We have come across a number of cases where:

  1. the client is in denial of their needs or the need to seek assistance;
  2. the client is too proud to seek assistance but requires it;
  3. the client does not agree with the service provider;
  4. disputes with family members about appropriate care;
  5. self-interested family members, acting against the best interests of the client.

5. CDC is mandatory for home care packages, but what if the consumer does not want a home care agreement?

From July 2015 all home care packages must be delivered on a CDC basis. The CDC requirements are set out in the Home Care Package Guidelines.

Section 2.3 of the Home Care Packages Programme Guidelines state:

"While the home care provider must always offer and be prepared to enter into a Home Care Agreement, the consumer may choose not to sign a Home Care Agreement.
In such cases, the home care provider is still required by legislation to observe its responsibilities to negotiate and deliver the level and type of care and services the consumer needs.
It is important that the home care provider documents the reasons for not having a signed Home Care Agreement and the basis on which agreed care will be delivered."

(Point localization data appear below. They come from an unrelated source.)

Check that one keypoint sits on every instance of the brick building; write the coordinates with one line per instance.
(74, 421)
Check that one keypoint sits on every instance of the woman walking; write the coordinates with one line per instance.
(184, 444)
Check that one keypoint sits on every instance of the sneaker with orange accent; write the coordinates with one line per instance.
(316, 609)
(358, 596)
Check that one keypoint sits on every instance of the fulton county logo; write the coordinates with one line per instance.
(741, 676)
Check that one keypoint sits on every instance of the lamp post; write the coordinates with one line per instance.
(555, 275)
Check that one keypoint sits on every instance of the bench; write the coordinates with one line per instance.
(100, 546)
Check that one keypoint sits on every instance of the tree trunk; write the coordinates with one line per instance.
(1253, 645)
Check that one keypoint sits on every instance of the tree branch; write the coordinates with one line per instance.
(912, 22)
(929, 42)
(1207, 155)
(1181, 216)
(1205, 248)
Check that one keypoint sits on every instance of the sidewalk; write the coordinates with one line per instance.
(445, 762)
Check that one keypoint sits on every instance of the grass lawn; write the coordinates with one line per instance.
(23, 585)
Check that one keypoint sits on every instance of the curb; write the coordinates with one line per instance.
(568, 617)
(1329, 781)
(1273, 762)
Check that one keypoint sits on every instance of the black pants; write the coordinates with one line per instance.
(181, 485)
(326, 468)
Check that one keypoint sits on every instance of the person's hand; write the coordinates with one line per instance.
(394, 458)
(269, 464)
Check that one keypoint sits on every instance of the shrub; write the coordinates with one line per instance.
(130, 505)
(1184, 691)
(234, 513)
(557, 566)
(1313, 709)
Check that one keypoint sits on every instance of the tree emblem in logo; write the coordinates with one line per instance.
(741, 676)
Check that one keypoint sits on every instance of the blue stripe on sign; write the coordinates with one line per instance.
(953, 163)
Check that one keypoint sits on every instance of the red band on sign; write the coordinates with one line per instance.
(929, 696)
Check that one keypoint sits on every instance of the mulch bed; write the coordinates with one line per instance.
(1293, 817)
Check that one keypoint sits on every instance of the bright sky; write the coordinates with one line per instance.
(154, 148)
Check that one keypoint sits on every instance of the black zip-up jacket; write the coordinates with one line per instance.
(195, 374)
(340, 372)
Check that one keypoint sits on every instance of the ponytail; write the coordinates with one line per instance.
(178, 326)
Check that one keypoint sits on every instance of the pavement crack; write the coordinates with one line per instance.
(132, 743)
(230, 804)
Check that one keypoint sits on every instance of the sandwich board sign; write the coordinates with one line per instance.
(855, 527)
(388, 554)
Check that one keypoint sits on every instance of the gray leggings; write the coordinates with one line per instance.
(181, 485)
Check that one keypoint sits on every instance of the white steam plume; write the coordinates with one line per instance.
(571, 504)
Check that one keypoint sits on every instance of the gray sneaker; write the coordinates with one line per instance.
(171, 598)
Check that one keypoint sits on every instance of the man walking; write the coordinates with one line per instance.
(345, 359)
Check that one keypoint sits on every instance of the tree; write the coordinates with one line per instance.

6. What if there is disagreement over a want vs a need?

CDC does not go so far to require the service provider to do as the consumer directs. A service provider may decline a consumer request in certain circumstances. However, services providers will need to justify such decisions.

If there is disagreement between the service provider and the consumer, section 3.1.8 of the Home Care Package Guidelines 2014 provides the following guidance.

"The following list provides a guide to home care providers as to when it might be reasonable to decline a request from a consumer.

  • The proposed service may cause harm or pose a threat to the health and/or safety of the consumer or staff.
  • The proposed service is outside the scope of the Home Care Packages Programme.
  • The home care provider would not be able to comply with its responsibilities under aged care legislation or other Commonwealth or State/Territory laws.
  • The consumer's choice of service provider is outside the home care provider's preferred list of service providers and all reasonable effort has been made to broker an acceptable sub-contracting arrangement.
  • The requested service provider will not enter into a contract with the home care provider.
  • There have been previous difficulties or negative experiences with the consumer's suggested service provider.
  • Situations in which a consumer may want to go without necessary clinical services (resulting in a possible compromise of their health and/or wellbeing) in order to "save" for a more expensive nonclinical service.
  • The cost of the service/item is beyond the scope of the available funds for the package."

The above is provided as guidance only and is not an exclusive list.

Where the home care provider is unable to give effect to the consumer's preferences or request for services, the reasons must be clearly explained to the consumer and documented.

7. Duty of care issues and commentary

Each service provider must undertake their duty of care and advise of material risks. In relation to risk and liability there needs to be a balance between the autonomy of the client and risk management.

There has been and will continue to be a duty of care owed by service providers to safeguard the health and wellbeing of consumers – CDC does not change this.

CDC requires service providers to be more transparent and competitive.

All service providers should have policies and procures in place to ensure compliance with work, health and safety laws, privacy, consent and consumer rights. They should all have appropriate insurance. CDC does not change these legal obligations.

10. Further information

For more information refer to:

  • the Home Care Packages Programme Guidelines July 2014;
  • Evaluation of the Consumer-directed care initiative – Final Report (KPMG);
  • User Rights Principles 2014 (Cth);
  • Aged Care Act 1997 (Cth); and
  • Department of Social Services' Information on Consumer Directed Care Packages8.

The content of this article is intended to provide a general guide to the subject matter. Specialist advice should be sought about your specific circumstances.